The Meadow Buttercup is a perennial wildflower that has bright yellow blossoms on tall stems. It is easy to grow and it produces lots of flowers in the spring and summer. It can fill a field with sunny, yellow flowers. Flowers (1 inch wide) are borne on long stalks in branched clusters at the tops of stems. The 5 to 7 petals are glossy yellow (sometimes cream), and about 1/2 inch long. Directly below the petals are 5 hairy, green floral leaves (sepals) that are much shorter than the petals. Leaves are both basal and alternating up the stem, to 4 inches long and 6 inches across, deeply divided into 3 to 5 lobes, each lobe further divided. Basal leaves are long stalked, becoming stalkless, smaller and with narrower lobes as they ascend the stem. Surfaces are softly hairy. Stems are green and variously hairy. Numerous seeds are clustered in a round seedhead. Seeds are dark brown, flattened, egg-shaped in outline, and 1/8 inch long, with a short, slightly curved tip.

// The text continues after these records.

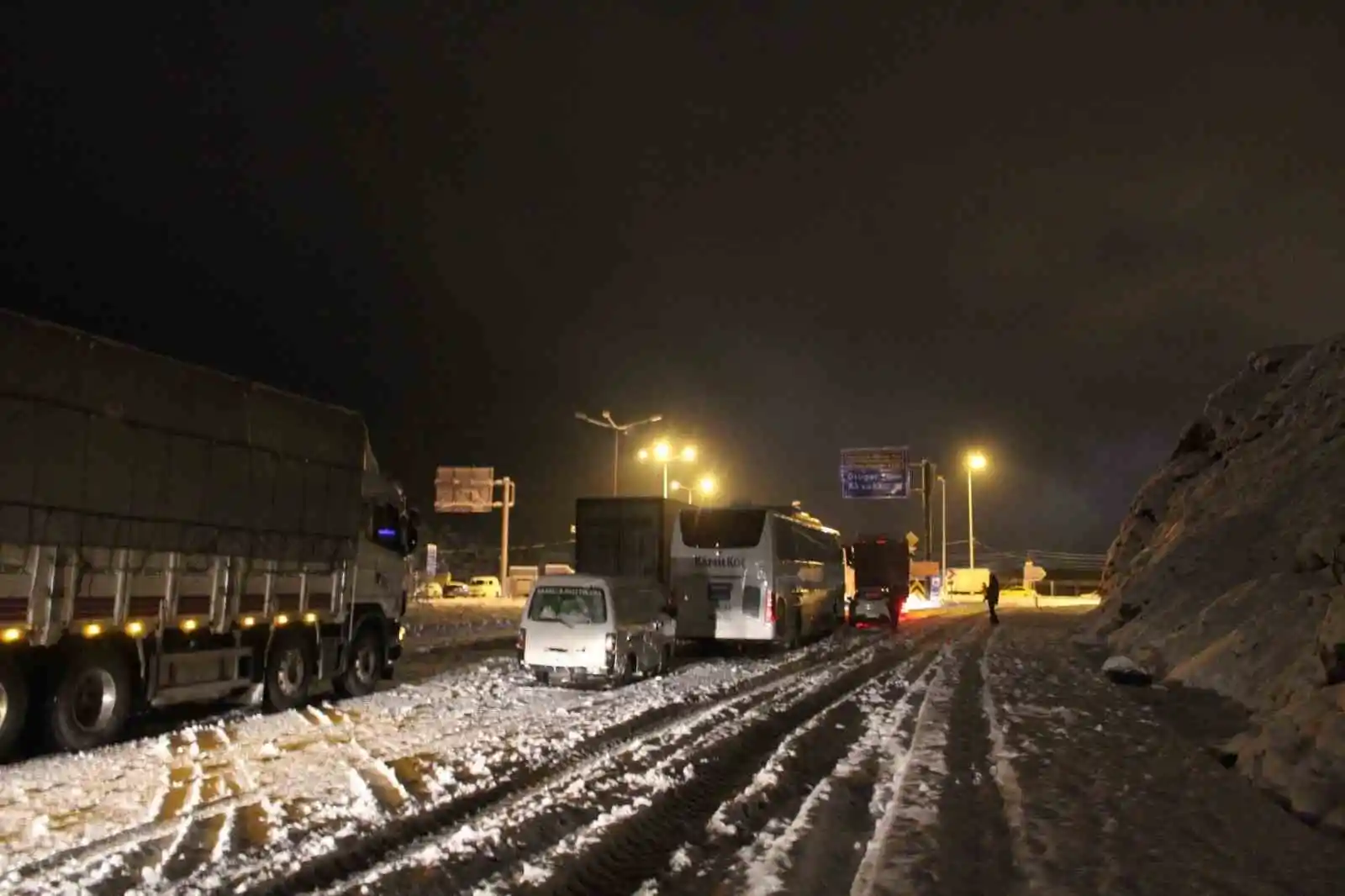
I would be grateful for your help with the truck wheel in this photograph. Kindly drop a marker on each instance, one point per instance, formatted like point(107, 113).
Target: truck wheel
point(13, 708)
point(365, 663)
point(289, 672)
point(91, 703)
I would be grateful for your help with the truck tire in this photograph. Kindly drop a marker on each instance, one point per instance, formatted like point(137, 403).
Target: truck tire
point(91, 703)
point(289, 672)
point(13, 708)
point(367, 662)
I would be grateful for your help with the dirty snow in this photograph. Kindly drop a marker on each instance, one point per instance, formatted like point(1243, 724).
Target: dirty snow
point(327, 770)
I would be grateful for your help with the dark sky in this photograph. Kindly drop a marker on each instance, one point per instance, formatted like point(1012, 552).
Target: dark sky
point(787, 226)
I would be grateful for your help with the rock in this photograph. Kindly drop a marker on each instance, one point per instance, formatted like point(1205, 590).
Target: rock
point(1123, 670)
point(1228, 572)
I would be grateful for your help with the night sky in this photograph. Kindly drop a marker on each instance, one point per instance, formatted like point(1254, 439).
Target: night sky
point(790, 228)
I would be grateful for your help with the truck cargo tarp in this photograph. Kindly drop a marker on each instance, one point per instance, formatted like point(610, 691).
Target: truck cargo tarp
point(105, 445)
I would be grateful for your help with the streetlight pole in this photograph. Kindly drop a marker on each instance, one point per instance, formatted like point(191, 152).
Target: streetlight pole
point(943, 528)
point(662, 454)
point(975, 461)
point(618, 430)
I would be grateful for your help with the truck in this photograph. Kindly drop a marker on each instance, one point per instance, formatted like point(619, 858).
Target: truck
point(625, 537)
point(174, 535)
point(881, 577)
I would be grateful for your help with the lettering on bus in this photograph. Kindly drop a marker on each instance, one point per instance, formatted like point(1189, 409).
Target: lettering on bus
point(720, 561)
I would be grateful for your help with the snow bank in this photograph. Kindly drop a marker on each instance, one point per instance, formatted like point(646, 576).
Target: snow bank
point(1228, 571)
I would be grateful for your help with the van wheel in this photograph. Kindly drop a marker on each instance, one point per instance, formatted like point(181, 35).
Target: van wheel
point(91, 703)
point(365, 662)
point(289, 672)
point(13, 708)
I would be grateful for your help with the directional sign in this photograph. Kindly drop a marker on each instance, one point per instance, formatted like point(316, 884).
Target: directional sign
point(464, 490)
point(876, 474)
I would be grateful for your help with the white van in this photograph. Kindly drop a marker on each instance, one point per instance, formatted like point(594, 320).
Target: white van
point(578, 629)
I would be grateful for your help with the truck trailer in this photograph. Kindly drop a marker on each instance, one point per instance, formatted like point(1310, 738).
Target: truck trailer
point(174, 535)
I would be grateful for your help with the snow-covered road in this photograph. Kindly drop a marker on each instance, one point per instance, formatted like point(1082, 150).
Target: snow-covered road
point(954, 759)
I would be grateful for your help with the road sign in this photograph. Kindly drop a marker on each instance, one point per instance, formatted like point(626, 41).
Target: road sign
point(925, 568)
point(464, 490)
point(876, 474)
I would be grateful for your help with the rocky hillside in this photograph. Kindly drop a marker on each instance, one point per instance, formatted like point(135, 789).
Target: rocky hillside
point(1228, 571)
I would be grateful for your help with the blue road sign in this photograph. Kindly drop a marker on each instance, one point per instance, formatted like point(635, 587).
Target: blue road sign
point(876, 474)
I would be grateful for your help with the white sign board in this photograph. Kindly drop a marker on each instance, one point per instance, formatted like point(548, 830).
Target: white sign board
point(464, 490)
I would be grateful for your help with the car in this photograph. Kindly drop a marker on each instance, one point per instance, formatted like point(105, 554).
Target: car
point(484, 587)
point(596, 629)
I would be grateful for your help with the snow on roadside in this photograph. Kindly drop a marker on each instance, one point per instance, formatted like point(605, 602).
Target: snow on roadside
point(665, 775)
point(894, 802)
point(303, 764)
point(763, 862)
point(768, 777)
point(1004, 771)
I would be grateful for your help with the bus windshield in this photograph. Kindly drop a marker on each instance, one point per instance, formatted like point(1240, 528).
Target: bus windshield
point(723, 528)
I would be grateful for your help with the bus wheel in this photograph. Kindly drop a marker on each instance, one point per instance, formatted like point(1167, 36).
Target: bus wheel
point(367, 662)
point(91, 703)
point(289, 672)
point(13, 707)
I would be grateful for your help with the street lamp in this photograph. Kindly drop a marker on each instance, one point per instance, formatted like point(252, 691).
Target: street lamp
point(662, 454)
point(705, 486)
point(618, 430)
point(975, 461)
point(943, 529)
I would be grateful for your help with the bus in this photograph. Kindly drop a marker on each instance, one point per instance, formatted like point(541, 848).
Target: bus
point(763, 575)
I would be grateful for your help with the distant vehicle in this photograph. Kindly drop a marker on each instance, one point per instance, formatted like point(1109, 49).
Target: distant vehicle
point(881, 580)
point(172, 535)
point(580, 629)
point(484, 587)
point(757, 575)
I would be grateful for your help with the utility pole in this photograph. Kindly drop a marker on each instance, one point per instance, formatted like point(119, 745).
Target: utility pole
point(618, 430)
point(508, 494)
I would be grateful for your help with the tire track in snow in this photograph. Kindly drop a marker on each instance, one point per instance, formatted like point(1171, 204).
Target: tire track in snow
point(360, 848)
point(649, 837)
point(540, 824)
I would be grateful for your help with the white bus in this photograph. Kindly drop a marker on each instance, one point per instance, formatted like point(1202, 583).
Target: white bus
point(757, 575)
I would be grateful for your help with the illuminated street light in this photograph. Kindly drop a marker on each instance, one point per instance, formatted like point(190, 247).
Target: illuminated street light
point(705, 488)
point(662, 454)
point(975, 461)
point(618, 430)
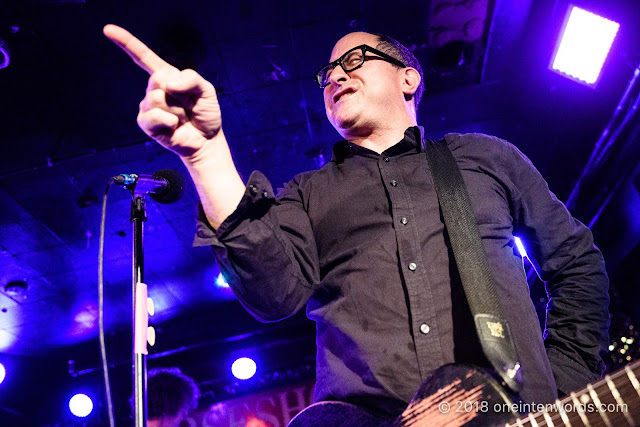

The seeds have a period of dormancy. They can be planted outdoors in the fall or winter for spring germination or they can be cold stratified to simulate winter conditions and to break their dormancy at any time of the year.
- Place the seeds in a plastic bag and seal it. Store the bag in a refrigerator for 2-3 months.
- The seeds like moist, well-drained soil. Fill a pot with a mixture of half potting soil and half sand or vermiculite.
- Sow the seeds on the soil and cover them with a thin layer of soil.
- Water the container.
- Put the pot in a warm, sunny area.
- Water the pot regularly so that the soil is moist but not wet.
- The seedlings can be transplanted when they are a few inches tall.